My first post on a Turkish celebration that features ‘Armenian bandits’ who kill Turkish children and are later ‘punished’ in the play was somewhat confusing given that actually the ‘Armenian bandits’ hang a Turkish priest (imam) and are later killed – as I clarified in my second post.

Nonetheless, an ultra-nationalist Turk has left a comment on my initial post saying that the “headline is just a lie.” Justifying the ceremony as “funny” and historically accurate in depicting “the crimes which armenians did,” the commentator demonstrates the mindset that allows such “celebrations” in Turkey (let alone the deliberate usage of lower-case “a” in the word “armenian”):

I know that celebrity.. :Dactually it is a funny ametour one.. maden by the civils at Erzurum who celebrities to save their lifes from armenian bandits.. :D
and It makes me suprise how your diaspora follow the things in Turkey and inform you with changing everything.. :D

“armenians hanged in turkish ceremony” haha.. :Dlook at the pictures.. there is an İmam hanging on the picture.. and they are showing the crimes which armenians did to Erzurum civilians.. and after that Turkish army comes and save the civilians..
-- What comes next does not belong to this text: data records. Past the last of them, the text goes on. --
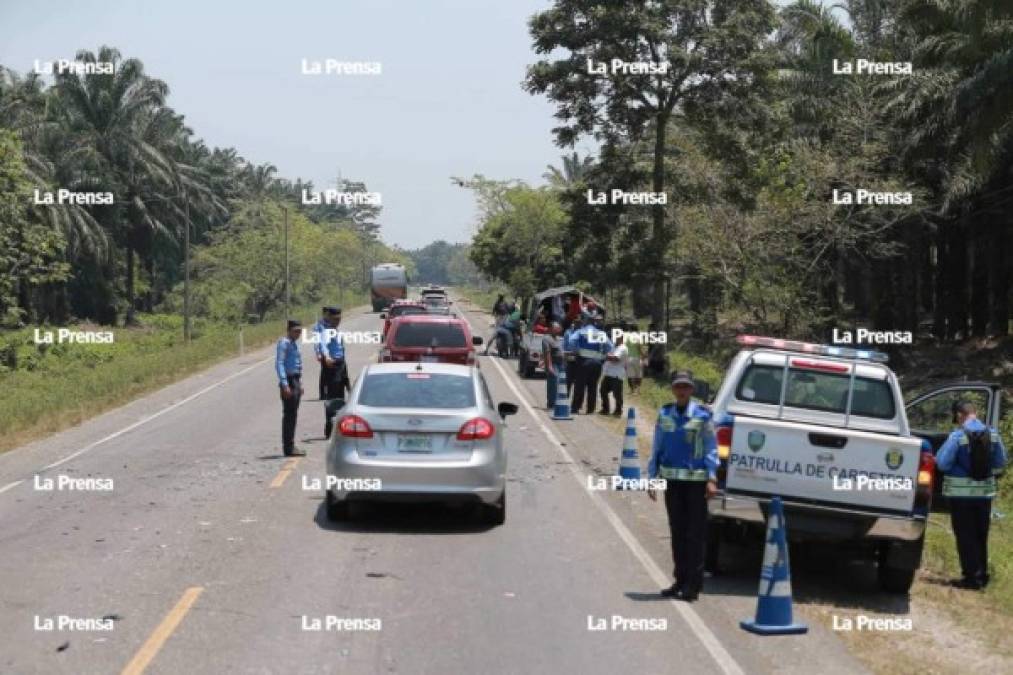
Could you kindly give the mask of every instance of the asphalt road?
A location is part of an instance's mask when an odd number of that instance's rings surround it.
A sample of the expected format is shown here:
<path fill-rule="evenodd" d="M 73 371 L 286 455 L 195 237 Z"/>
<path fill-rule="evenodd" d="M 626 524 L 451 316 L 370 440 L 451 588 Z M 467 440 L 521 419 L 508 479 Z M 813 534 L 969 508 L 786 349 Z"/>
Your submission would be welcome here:
<path fill-rule="evenodd" d="M 353 312 L 341 328 L 378 326 Z M 374 355 L 352 346 L 353 375 Z M 861 671 L 815 626 L 738 629 L 753 581 L 692 606 L 660 598 L 664 509 L 586 484 L 614 471 L 621 439 L 588 419 L 552 422 L 537 407 L 544 382 L 491 357 L 493 397 L 521 404 L 506 524 L 403 505 L 328 523 L 321 492 L 304 489 L 324 474 L 322 408 L 300 410 L 308 456 L 281 456 L 271 360 L 221 364 L 0 455 L 0 672 Z M 73 478 L 98 490 L 45 489 Z"/>

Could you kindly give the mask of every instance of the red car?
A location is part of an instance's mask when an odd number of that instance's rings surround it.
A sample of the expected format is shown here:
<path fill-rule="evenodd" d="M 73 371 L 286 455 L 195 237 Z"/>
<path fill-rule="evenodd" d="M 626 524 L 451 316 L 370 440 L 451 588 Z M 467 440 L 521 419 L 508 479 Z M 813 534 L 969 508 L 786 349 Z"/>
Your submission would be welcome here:
<path fill-rule="evenodd" d="M 391 321 L 379 361 L 473 365 L 475 346 L 481 344 L 482 339 L 472 336 L 464 319 L 441 314 L 408 314 Z"/>
<path fill-rule="evenodd" d="M 383 339 L 387 338 L 387 331 L 390 330 L 390 322 L 398 316 L 406 316 L 408 314 L 425 314 L 426 309 L 425 303 L 417 302 L 415 300 L 395 301 L 385 313 L 380 315 L 380 318 L 384 320 Z"/>

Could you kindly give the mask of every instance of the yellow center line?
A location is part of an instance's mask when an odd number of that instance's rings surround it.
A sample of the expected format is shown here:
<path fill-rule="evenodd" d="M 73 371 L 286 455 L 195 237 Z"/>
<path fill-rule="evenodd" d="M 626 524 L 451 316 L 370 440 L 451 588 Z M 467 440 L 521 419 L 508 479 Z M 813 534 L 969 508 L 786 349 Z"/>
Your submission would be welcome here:
<path fill-rule="evenodd" d="M 282 465 L 282 470 L 278 472 L 275 479 L 270 481 L 271 488 L 281 488 L 285 479 L 289 477 L 289 474 L 296 468 L 296 464 L 299 463 L 299 458 L 295 457 L 293 459 L 286 459 L 285 464 Z"/>
<path fill-rule="evenodd" d="M 165 641 L 169 639 L 172 631 L 183 620 L 183 616 L 186 615 L 189 608 L 197 602 L 202 592 L 204 592 L 204 587 L 202 586 L 193 586 L 183 592 L 183 597 L 179 598 L 176 606 L 169 610 L 169 613 L 165 615 L 165 618 L 162 619 L 162 622 L 151 633 L 148 641 L 141 646 L 141 649 L 134 655 L 131 662 L 123 669 L 121 675 L 141 675 L 144 672 L 148 664 L 151 663 L 151 660 L 158 654 L 158 651 L 162 649 Z"/>

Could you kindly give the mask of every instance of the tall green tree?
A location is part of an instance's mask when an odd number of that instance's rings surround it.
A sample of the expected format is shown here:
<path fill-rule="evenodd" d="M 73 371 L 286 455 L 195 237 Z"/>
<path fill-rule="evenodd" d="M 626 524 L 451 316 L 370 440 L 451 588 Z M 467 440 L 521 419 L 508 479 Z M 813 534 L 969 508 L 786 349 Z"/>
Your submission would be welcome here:
<path fill-rule="evenodd" d="M 562 147 L 589 134 L 603 142 L 647 135 L 653 146 L 650 188 L 665 193 L 670 120 L 695 102 L 749 88 L 753 59 L 773 30 L 774 16 L 766 0 L 556 0 L 532 17 L 530 29 L 537 54 L 565 53 L 530 66 L 525 88 L 557 104 L 560 125 L 553 131 Z M 652 64 L 660 72 L 615 72 L 614 59 Z M 664 205 L 653 205 L 651 216 L 645 253 L 656 275 L 652 313 L 660 322 L 664 255 L 676 226 L 666 222 Z"/>

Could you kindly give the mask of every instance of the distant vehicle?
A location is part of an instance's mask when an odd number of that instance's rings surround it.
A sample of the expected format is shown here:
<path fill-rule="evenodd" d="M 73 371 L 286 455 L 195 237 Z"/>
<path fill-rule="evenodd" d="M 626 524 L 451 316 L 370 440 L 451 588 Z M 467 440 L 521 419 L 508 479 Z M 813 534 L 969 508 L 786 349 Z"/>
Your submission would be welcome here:
<path fill-rule="evenodd" d="M 436 284 L 430 284 L 428 286 L 423 287 L 419 291 L 419 295 L 421 295 L 423 298 L 427 295 L 442 295 L 443 297 L 446 298 L 447 289 L 445 289 L 442 286 L 437 286 Z"/>
<path fill-rule="evenodd" d="M 586 295 L 575 286 L 550 288 L 532 299 L 529 316 L 524 322 L 521 332 L 521 348 L 517 366 L 521 377 L 534 377 L 539 371 L 545 371 L 545 363 L 542 358 L 542 338 L 545 336 L 545 331 L 541 328 L 536 331 L 535 327 L 535 319 L 538 317 L 539 311 L 545 312 L 548 325 L 556 320 L 565 327 L 569 325 L 574 315 L 573 309 L 583 307 L 589 302 L 598 304 L 593 297 Z M 577 309 L 577 313 L 579 313 L 579 309 Z"/>
<path fill-rule="evenodd" d="M 475 346 L 482 339 L 472 336 L 464 319 L 455 316 L 418 314 L 394 319 L 380 350 L 380 363 L 421 361 L 473 365 Z"/>
<path fill-rule="evenodd" d="M 477 368 L 373 364 L 356 381 L 327 448 L 327 517 L 353 502 L 473 504 L 490 525 L 506 519 L 504 420 Z"/>
<path fill-rule="evenodd" d="M 450 306 L 454 304 L 446 295 L 423 295 L 421 302 L 431 314 L 450 314 Z"/>
<path fill-rule="evenodd" d="M 373 311 L 385 309 L 394 300 L 408 297 L 408 275 L 398 262 L 384 262 L 370 270 L 370 298 Z"/>
<path fill-rule="evenodd" d="M 938 448 L 941 434 L 909 428 L 885 354 L 754 335 L 738 343 L 712 405 L 720 466 L 708 565 L 736 530 L 762 531 L 766 505 L 780 496 L 792 540 L 847 544 L 877 560 L 883 590 L 907 593 L 935 481 L 934 450 L 922 441 Z M 995 424 L 996 389 L 984 383 L 947 385 L 912 406 L 932 418 L 933 399 L 957 389 L 984 396 Z"/>
<path fill-rule="evenodd" d="M 416 302 L 414 300 L 395 300 L 394 304 L 392 304 L 385 313 L 380 315 L 380 318 L 383 319 L 383 336 L 381 340 L 387 336 L 387 331 L 390 330 L 390 322 L 398 316 L 424 313 L 426 313 L 426 307 L 422 302 Z"/>

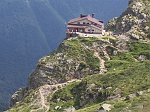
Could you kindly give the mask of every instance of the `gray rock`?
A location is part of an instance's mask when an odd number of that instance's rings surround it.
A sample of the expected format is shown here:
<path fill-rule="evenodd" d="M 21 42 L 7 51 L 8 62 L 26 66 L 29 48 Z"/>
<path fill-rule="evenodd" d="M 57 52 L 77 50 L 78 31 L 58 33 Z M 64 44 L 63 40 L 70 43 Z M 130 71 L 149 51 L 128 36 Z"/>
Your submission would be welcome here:
<path fill-rule="evenodd" d="M 76 109 L 72 106 L 72 107 L 69 107 L 67 109 L 64 109 L 63 112 L 75 112 L 75 111 L 76 111 Z"/>

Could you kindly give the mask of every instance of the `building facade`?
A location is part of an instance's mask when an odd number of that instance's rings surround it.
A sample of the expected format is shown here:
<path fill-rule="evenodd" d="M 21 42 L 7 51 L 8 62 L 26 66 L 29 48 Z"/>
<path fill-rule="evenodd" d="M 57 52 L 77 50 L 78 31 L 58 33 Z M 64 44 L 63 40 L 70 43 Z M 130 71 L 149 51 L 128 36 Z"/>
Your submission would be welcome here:
<path fill-rule="evenodd" d="M 75 37 L 79 34 L 102 34 L 104 23 L 92 15 L 80 15 L 67 23 L 67 37 Z"/>

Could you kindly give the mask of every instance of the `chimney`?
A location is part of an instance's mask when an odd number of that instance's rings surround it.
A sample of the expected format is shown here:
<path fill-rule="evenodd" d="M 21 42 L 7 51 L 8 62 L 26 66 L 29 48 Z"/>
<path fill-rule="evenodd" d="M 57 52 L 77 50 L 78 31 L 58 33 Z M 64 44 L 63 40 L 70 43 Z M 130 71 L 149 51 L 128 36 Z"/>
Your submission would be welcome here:
<path fill-rule="evenodd" d="M 92 14 L 92 18 L 94 18 L 94 16 L 95 16 L 95 14 L 93 13 L 93 14 Z"/>

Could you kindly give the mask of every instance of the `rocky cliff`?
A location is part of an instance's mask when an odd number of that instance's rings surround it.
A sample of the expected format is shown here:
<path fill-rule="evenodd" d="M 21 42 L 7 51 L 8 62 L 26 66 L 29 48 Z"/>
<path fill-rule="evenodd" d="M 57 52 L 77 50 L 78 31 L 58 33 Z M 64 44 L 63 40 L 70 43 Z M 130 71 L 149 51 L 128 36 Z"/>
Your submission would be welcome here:
<path fill-rule="evenodd" d="M 130 0 L 105 36 L 64 40 L 39 60 L 9 112 L 149 112 L 149 0 Z"/>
white clothed mans and the people who wears “cross” symbolize the armenians at that show.. :Dthe man who wears imam cloths symbolize the Turkish imam ofcourse.. and at that ceremony only that imam was hanged.. :D

These headline is just a lie

In a sense, the demonstration isn’t just anti-Armenian but anti-Christian too. As the ultra-nationalist Turk writes, some of those who played Armenians had crosses on their acting shirts and hats.

It is important to note, however, that many Turks have harshly criticized the anti-Armenian ceremony – including some hard-liner nationalist newspapers. Sabah, a nationalist newspaper that has played down its anti-Armenian rhetoric after the January 2007 murder of Armenian journalist Hrant Dink in Turkey, has published an article titled, “Ceremony of Hate.”

In the meantime, another article in The Turkish Daily News gives more details about the “celebration.” Interestingly, the actors who played Armenians were reportedly forced to do so:


Municipality workers who played the Armenians said the mayor issued orders and they obeyed.

One worker, Celal Akar, said his family, friends and neighbors criticized him for playing an Armenian. “Sometimes they even make fun of us. We don’t want to be part of the play, but when the mayor says it we can’t object. We have been doing this for at least 20 years,” he said.

The municipality is responsible for the organizing the event, but [town administrator – not the mayor] Şener was upset when he saw the play. “Next year’s celebrations will be without Armenians,” he said.


Some say that the celebration dates back to 1938 and is found in other places around Turkey. There is no doubt Turkey is changing and the omnipresent chauvinism is being challenged. But how long will it take for Turkey to honestly face its past is a question with many opposing answers.